Technology in the shade
Maya Muir, who is graduating with a Bachelor of Science in computer science, as well as a Bachelor of Science in mathematics from ASU’s College of Liberal Arts and Sciences, first got involved in GCSP during her sophomore year.
“I was interested in working on one of the Grand Challenges because I wanted to use the knowledge from my degree to make a difference in people’s lives,” Muir says. “GCSP encouraged me to become a more well-rounded engineer through the completion of the five competencies.”
Muir’s research was shared in her honors thesis for Barrett, The Honors College and the Fulton Undergraduate Research Initiative, better known as FURI.
“I created a web-based tool that would allow urban city planners to evaluate how effective a shade structure would be in a given location,” Muir says. “This would allow them to choose the best shade type for the location where they want shade.”

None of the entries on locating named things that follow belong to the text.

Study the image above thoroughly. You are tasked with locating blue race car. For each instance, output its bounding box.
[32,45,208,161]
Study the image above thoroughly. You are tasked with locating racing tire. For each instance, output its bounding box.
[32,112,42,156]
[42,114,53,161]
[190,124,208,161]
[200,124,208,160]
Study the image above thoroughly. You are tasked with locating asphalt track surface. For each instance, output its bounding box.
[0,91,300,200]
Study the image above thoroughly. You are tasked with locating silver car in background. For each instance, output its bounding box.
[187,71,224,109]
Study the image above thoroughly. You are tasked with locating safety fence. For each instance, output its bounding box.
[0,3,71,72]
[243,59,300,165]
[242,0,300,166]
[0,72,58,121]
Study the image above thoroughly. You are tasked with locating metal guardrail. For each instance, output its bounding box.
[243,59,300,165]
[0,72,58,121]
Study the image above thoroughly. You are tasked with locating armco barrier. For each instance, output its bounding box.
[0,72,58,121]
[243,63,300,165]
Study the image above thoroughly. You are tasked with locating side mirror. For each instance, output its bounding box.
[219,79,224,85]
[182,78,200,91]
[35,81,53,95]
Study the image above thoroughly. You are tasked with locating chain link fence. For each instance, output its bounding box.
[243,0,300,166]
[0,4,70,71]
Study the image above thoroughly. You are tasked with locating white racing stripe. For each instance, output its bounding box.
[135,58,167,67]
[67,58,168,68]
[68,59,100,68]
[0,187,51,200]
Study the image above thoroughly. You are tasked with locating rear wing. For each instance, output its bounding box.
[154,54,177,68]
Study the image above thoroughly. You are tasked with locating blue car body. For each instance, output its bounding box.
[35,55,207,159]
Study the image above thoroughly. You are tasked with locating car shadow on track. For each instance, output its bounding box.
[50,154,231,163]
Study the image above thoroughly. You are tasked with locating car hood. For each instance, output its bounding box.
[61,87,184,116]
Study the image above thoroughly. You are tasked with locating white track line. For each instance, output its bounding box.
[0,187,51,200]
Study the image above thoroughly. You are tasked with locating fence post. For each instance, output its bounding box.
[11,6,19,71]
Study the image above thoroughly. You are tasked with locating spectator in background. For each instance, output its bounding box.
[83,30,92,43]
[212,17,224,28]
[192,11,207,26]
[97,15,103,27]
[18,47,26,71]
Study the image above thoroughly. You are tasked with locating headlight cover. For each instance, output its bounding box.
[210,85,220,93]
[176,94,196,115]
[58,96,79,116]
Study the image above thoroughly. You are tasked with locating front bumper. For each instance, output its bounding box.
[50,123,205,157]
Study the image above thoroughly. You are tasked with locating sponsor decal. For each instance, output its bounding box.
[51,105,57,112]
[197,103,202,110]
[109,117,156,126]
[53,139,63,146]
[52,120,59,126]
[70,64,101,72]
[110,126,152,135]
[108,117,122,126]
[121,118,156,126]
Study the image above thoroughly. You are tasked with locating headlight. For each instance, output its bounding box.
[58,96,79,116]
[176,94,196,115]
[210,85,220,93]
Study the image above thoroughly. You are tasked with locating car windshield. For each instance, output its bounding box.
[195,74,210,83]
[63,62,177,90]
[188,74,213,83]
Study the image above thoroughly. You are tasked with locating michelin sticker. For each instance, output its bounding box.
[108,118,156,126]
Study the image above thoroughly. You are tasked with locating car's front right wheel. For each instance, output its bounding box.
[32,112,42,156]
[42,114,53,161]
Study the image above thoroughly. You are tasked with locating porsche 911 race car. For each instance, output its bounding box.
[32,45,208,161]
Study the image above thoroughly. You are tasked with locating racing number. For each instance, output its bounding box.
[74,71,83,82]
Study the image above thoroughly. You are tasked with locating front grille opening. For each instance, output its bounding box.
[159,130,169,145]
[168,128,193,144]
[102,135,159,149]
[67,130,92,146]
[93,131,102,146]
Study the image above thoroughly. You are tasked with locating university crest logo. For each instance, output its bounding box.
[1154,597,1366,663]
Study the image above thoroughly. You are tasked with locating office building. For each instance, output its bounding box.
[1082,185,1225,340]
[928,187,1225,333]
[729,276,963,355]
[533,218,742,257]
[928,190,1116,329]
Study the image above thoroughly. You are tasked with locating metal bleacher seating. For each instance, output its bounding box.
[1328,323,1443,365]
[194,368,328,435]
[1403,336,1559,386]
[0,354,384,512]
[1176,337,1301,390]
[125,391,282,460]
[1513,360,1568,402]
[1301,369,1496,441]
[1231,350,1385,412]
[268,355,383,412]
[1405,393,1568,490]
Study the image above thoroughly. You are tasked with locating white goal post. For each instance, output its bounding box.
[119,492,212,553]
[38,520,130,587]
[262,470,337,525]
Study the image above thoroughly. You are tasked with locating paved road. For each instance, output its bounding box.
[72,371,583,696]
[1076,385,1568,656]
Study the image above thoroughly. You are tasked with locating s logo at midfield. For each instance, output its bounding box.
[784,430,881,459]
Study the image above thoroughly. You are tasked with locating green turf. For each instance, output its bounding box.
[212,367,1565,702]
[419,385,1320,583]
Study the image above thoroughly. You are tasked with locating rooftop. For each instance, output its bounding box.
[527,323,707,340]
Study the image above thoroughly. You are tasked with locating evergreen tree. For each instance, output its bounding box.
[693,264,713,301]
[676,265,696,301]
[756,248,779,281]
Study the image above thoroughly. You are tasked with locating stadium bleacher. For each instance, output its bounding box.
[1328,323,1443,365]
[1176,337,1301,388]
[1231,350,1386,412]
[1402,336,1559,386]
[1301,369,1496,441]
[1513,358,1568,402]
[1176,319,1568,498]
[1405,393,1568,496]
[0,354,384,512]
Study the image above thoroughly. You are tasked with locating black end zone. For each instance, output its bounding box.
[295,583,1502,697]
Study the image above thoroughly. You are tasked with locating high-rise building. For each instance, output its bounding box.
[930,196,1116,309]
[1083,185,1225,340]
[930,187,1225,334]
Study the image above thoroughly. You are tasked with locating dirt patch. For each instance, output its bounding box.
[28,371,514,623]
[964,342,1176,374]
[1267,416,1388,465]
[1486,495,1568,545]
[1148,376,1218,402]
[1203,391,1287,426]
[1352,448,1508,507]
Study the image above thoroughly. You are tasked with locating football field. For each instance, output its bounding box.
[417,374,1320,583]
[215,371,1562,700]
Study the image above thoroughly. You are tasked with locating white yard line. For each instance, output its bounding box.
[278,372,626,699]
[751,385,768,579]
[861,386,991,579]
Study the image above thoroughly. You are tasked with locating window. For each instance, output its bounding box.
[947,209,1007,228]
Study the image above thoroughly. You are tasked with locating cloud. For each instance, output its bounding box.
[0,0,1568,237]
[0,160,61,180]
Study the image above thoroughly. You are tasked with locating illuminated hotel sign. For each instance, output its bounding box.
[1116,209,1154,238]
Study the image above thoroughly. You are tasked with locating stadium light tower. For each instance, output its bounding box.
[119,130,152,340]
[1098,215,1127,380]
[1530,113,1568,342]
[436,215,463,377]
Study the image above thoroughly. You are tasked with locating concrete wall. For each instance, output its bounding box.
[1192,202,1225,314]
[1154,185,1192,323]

Muir, who is also a Fulton Schools Outstanding Graduate this semester, chose her research project because climate change is an important issue to her.
“This project will help protect humans from the increasing temperatures we are experiencing and the results of it,” Muir says. “It also allowed me to explore data visualization, which is an area I am interested in.”
Sustainability in the face of climate change
Smith Pittman, who is graduating with a Bachelor of Science in Engineering in environmental engineering along with a minor in Spanish from ASU’s College of Liberal Arts and Sciences, says that when she looks at where she started as a first-year student and where she is now, she is grateful that she had the experiences that she had in GCSP.
Pittman says she was specifically interested in being a socially aware engineer and wanted to influence the effects of environmental issues on marginalized communities versus affluent areas.
“Joining GCSP was an easy choice because I am really interested in sustainability,” Pittman says. “I think climate change is one of the most troublesome issues humanity faces and I have always wanted to study it.”
Pittman, who is also a Spring 2022 Fulton Schools Outstanding Graduate, reached out to ASU Regents Professor Bruce Rittman and asked to join his research group. He assigned her a project that would become her main research project and one she would share in her honors thesis for Barrett, The Honors College and FURI.
“The project evaluates improving valuable product recovery in anaerobic digestion through lignocellulose pretreatment with rabbit fecal matter,” Pittman says. “I am glad I was assigned this project because anaerobic digestion is of interest to me due to its ability to produce biofuels.”
Next, Pittman will continue her research in complete life cycle analysis of anaerobic digestion as a mechanical engineering doctoral student at Colorado State University.
“The connectivity between my experiences is sustainability, but not just of earth systems, of human systems as well,” Pittman says. “This is because humans are an integral part of the earth system and sustainability of both must be achieved for either to be achieved.”
A bright future ahead
This cohort of graduates had a large impact on the ASU community and beyond through the founding of new student organizations, mentoring students and developing solutions to improve local and global communities.
“GCSP provided an opportunity for them to be able to both explore what they are passionate about and venture outside of their comfort zones in some cases while gaining valuable experiences,” says Haolin Zhu, faculty director of ASU’s Grand Challenges Scholars Program and a senior lecturer in the Fulton Schools.
They will be recognized by the National Academy of Engineering as Grand Challenges Scholars, joining a community of more than 1,700 total GCSP alumni across the organization’s international network.
“These students are leaders and changemakers,” Trowbridge says. “We are excited to see the impact they each make in the future as they continue on their varied career paths.”